Five-month-old infants attribute inferences based on general knowledge to agents

Fransisca Ting, Zijing He, Renée Baillargeon

Research output: Contribution to journalArticlepeer-review

Abstract

To make sense of others’ actions, we generally consider what information is available to them. This information may come from different sources, including perception and inference. Like adults, young infants track what information agents can obtain through perception: If an agent directly observes an event, for example, young infants expect the agent to have information about it. However, no investigation has yet examined whether young infants also track what information agents can obtain through inference, by bringing to bear relevant general knowledge. Building on the finding that by 4 months of age most infants have acquired the physical rule that wide objects can fit into wide containers but not narrow containers, we asked whether 5-month-olds would expect an agent who was searching for a wide toy hidden in her absence to reach for a wide box as opposed to a narrow box. Infants looked significantly longer when the agent selected the narrow box, suggesting that they expected her (a) to share the physical knowledge that wide objects can fit only into wide containers and (b) to infer that the wide toy must be hidden in the wide box.
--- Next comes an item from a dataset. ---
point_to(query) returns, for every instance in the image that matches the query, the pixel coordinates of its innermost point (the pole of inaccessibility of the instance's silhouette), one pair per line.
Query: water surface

Three additional conditions supported this interpretation. Together, these results cast doubt on two-system accounts of early psychological reasoning, which claim that infants’ early-developing system is too inflexible and encapsulated to integrate inputs from other cognitive processes, such as physical reasoning. Instead, the results support one-system accounts and provide new evidence that young infants’ burgeoning psychological-reasoning system is qualitatively similar to that of older children and adults.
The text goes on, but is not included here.